Indian court uses blog reference to solve TVS-Bajaj patent issue5 min read . Updated: 29 May 2009, 12:44 AM IST
Indian court uses blog reference to solve TVS-Bajaj patent issue
New Delhi: A blog post by a student was instrumental in TVS Motor Co. Ltd’s victory over Bajaj Auto Ltd in their recent legal skirmish over patent infringement issues, setting a precedent for the use of blog content by the country’s courts.
In order to understand the complex technologies under consideration, the judges curiously chose to rely heavily on a blog entry by J. Sai Deepak, a final year LLB student from the Rajiv Gandhi School of Intellectual Property Law in IIT Kharagpur. The blog, “Spicy IP India", deals with issues of intellectual property law.
A division bench of Chief Justice S.J. Mukhopadhyaya and justice Ibrahim Kalifula held that the technology used by TVS was considerably different from the twin spark plug technology patented by Bajaj. In order to establish this difference, the judgement quoted large sections of the blog to explain the distinctive features of both engines.
“The distinction made out by the author of the said article is quite appealing and does not conflict with the facts pleaded by the parties before us," the judgement said.
What gave the case significance beyond being just another chapter in the Bajaj-TVS tussle was that it set a precedent for the future use of blogs in courts. Indian courts have traditionally relied only on books and journals whose reputation has been firmly established.
Legal experts believe this is the first time a blog has been cited in a judgement by an Indian court. “It was bound to happen at some point. There are two interesting aspects here—one, the reliance in a judgement on an Internet source, and the other, the acknowledgement of the source by the judges," says Sumeet Malik, associate editor at Lucknow-based Eastern Book Co. that publishes reports on Supreme Court cases. “There have been certain instances where print materials have been cited without acknowledging the authors."

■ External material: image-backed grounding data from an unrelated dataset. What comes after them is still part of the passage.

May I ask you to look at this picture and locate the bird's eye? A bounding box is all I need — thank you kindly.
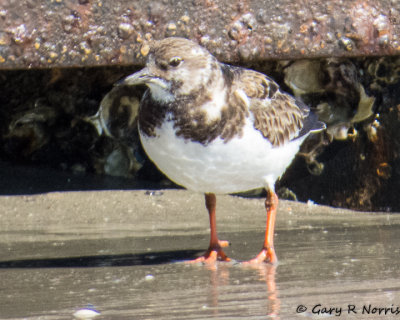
[169,57,182,67]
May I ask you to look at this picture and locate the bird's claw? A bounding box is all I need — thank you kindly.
[218,239,230,248]
[243,247,278,265]
[186,246,231,264]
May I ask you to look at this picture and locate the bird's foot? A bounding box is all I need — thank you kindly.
[187,241,231,264]
[243,247,278,265]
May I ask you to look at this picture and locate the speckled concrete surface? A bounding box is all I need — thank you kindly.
[1,190,400,319]
[2,0,400,69]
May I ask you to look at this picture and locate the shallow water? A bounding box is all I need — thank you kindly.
[1,191,400,319]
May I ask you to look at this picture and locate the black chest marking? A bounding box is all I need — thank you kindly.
[138,91,169,138]
[138,89,248,145]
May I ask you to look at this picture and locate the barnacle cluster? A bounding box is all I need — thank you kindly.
[279,56,400,211]
[83,85,143,176]
[0,68,144,178]
[280,58,377,176]
[283,58,375,141]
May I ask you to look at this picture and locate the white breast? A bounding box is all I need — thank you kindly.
[139,119,307,194]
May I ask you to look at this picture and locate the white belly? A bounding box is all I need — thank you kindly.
[139,119,307,194]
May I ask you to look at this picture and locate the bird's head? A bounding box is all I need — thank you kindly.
[119,37,217,102]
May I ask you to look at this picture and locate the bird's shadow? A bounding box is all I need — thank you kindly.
[0,250,203,268]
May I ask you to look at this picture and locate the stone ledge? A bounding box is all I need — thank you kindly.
[1,0,400,69]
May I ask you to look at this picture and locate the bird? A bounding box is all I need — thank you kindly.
[118,37,325,264]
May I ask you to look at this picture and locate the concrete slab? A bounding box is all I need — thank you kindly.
[1,0,400,69]
[1,190,399,319]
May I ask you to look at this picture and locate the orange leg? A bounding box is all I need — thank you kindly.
[245,190,278,264]
[187,193,231,263]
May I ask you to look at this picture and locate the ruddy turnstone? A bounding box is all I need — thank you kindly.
[119,37,325,264]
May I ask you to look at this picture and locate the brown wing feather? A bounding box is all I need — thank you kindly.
[232,69,307,147]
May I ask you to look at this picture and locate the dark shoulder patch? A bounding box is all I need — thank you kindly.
[268,82,278,98]
[138,90,169,137]
[220,63,238,88]
[170,90,247,145]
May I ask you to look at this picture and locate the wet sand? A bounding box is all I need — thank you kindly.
[1,190,400,319]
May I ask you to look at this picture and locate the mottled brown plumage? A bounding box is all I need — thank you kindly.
[231,69,308,146]
[135,38,315,147]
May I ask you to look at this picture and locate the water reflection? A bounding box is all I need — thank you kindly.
[202,262,280,319]
[246,264,280,319]
[260,264,280,318]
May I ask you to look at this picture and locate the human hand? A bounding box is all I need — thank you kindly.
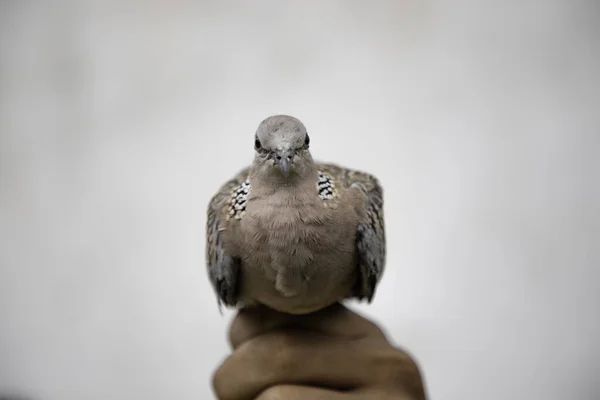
[212,303,427,399]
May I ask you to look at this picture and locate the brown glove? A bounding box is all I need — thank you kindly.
[212,303,427,399]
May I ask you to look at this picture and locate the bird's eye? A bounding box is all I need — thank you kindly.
[255,137,261,149]
[304,134,310,146]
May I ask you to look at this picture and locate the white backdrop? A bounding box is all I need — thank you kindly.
[1,1,599,399]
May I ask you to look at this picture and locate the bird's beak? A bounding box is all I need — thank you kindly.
[274,149,294,178]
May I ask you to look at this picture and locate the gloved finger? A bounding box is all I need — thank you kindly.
[254,385,415,400]
[213,329,403,400]
[254,385,351,400]
[229,302,385,350]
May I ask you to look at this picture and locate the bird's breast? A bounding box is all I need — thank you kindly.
[239,187,356,268]
[234,185,359,313]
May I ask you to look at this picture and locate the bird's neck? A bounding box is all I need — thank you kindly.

Sudhir Krishnaswamy, professor at National University of Juridical Sciences, Kolkata, who specializes in constitutional law, says Indian judges tend to be “reckless" in their use of sources in judgements. “In judgements on affirmative action judges have cited from Upanishads to speeches and party manifestos. I have read both the blog post and excerpts from the judgement and this is a better instance," he said. The judgement, while relying on the blog post, does not mention what elements would qualify other blogs to be used as a references. Unlike academic journals, online blogs are not peer reviewed, and often do not cite authorities and reliable sources to support facts and conclusions.
Malik adds that this is an “interesting development" as Indian courts are grappling with the usage of Internet sources in judgements. He points to two separate and conflicting judgements of the Supreme Court, both of 2008, that have different opinions about the usage of Wikipedia in Indian judgements.

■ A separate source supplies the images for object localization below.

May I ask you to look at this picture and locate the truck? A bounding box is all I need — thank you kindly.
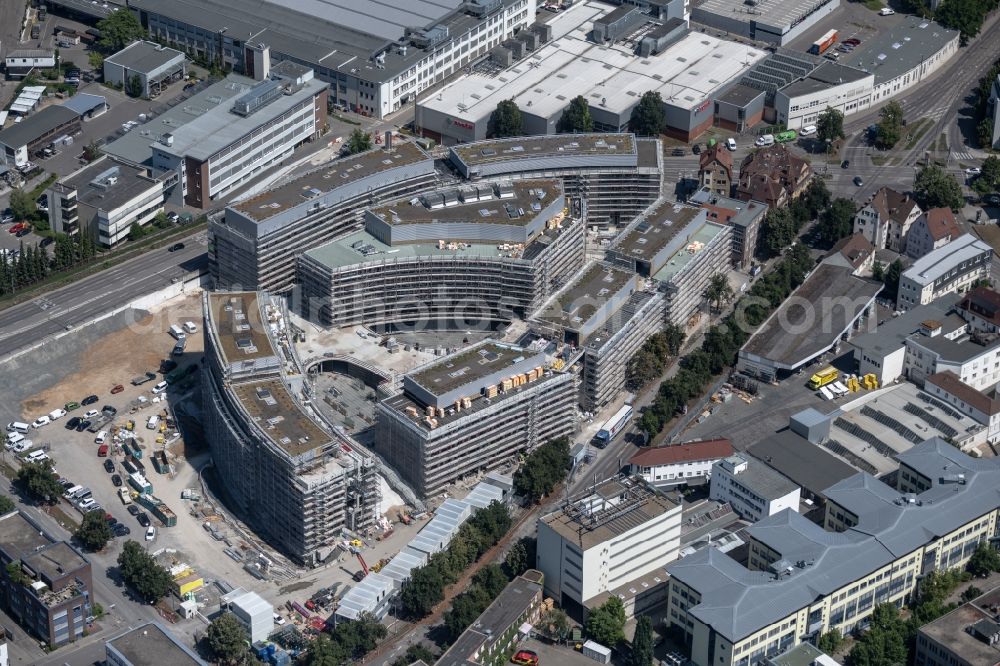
[30,24,40,40]
[131,372,157,386]
[808,29,838,55]
[594,404,633,448]
[775,130,797,143]
[807,366,839,390]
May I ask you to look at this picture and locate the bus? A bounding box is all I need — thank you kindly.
[775,130,797,143]
[807,367,839,390]
[595,405,633,448]
[808,30,838,55]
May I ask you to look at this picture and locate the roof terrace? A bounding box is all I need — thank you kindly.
[614,201,704,262]
[408,341,544,398]
[451,134,635,167]
[535,263,636,331]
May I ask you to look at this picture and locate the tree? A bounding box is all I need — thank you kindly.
[75,510,113,551]
[585,597,626,647]
[872,260,885,282]
[346,128,374,155]
[975,155,1000,193]
[962,585,984,603]
[513,437,571,503]
[391,644,436,666]
[97,10,146,53]
[125,74,143,98]
[817,628,843,655]
[628,616,654,666]
[206,612,249,665]
[936,0,988,45]
[491,99,523,138]
[978,117,995,150]
[875,100,904,149]
[0,496,14,515]
[558,96,594,133]
[540,608,572,644]
[629,91,665,136]
[848,603,908,666]
[8,188,36,221]
[816,107,845,149]
[330,612,387,660]
[503,539,530,578]
[306,635,349,666]
[16,461,64,504]
[703,273,735,313]
[761,208,797,257]
[967,543,1000,577]
[914,164,964,211]
[400,560,446,618]
[88,51,104,69]
[883,259,904,303]
[6,561,30,587]
[117,541,172,602]
[817,197,857,246]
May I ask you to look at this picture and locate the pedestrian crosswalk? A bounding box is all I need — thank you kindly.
[952,150,977,161]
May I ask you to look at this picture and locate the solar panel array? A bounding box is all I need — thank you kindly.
[823,439,879,476]
[903,403,959,439]
[917,391,964,420]
[834,417,900,460]
[860,405,923,444]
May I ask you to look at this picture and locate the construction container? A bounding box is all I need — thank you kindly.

While justice S.H. Kapadia allowed the usage of definitions of telecommunication devices in Reliance Infocomm Ltd v. BSNL Ltd, justice S.B. Sinha in another case held that inputs in Wikipedia couldn’t be relied upon in court, as he was not convinced of their authenticity.
In the US, Krishnaswamy explains, there is the “Bluebook" that provides a framework of rules and prescribes the style of legal citations.
It discusses elements of citing electronic media and non-print resources.
Krishnaswamy and Rahul Mathan, Bangalore-based partner of law firm Trilegal, say that in most patent trials across the world courts rely on other public sources or experts instead of allowing parties to lead evidence.
Sai Deepak, the author of the blog post, says he was quite surprised to hear that his opinion had been relied upon by the high court. While maintaining that the Spicy IP blog was written for a professional audience, and included writers who are professors and experts in the field of intellectual property law, he expressed his concern that other blogs might not subscribe to the same academic standards.
But Mathan adds, “Blogs are becoming more and more mainstream. If judges can quote from newspapers’ news and opinion pieces, reply to letters and convert them to public interest litigations, I see no reason why they will not give the same value to a blog."
He says, however, it would be incorrect if the courts were to rely on facts and not the logic laid down in blog posts. “(At the) end of the day if a piece of writing, regardless of where it is has been published, has logic and reasoning and is written by a knowledgeable person a judge is free to accept it."
Since the Spicy IP blog is exceptionally well written for a blog, its use in this case might well be justified. However, blogs vary widely with respect to the qualifications of authors and overall authenticity. Whether other courts will follow this example and accept certain blogs as credible sources remains to be seen.
As for the original dispute, it is far from settled. Bajaj has decided to file an appeal in the Supreme Court challenging the decision to permit production and sale of the TVS Flame.
Nalini Chidambaram, the senior counsel representing Bajaj, says the blog was used without prior referral to Bajaj’s lawyers, giving them no opportunity to argue against its use. She also said Bajaj would question the reliability of the student’s article when the case was heard in the Supreme Court.
The Madras high court has rejected Bajaj’s request to stay the operation of its judgement for two weeks till it appeals in the Supreme Court.
In parallel proceedings, TVS has applied to the Intellectual Property Appellate Board in Chennai, asking for a revocation of Bajaj’s patent on twin spark plug technology.
T.K. Bhaskar, counsel for TVS and partner at HSB partners, Chennai, said the judgement is “in order". “There is nothing wrong as the blog is not the sole basis on which the court has laid down its judgement. The courts can use anything that is credible and of sound reasoning in their judgements."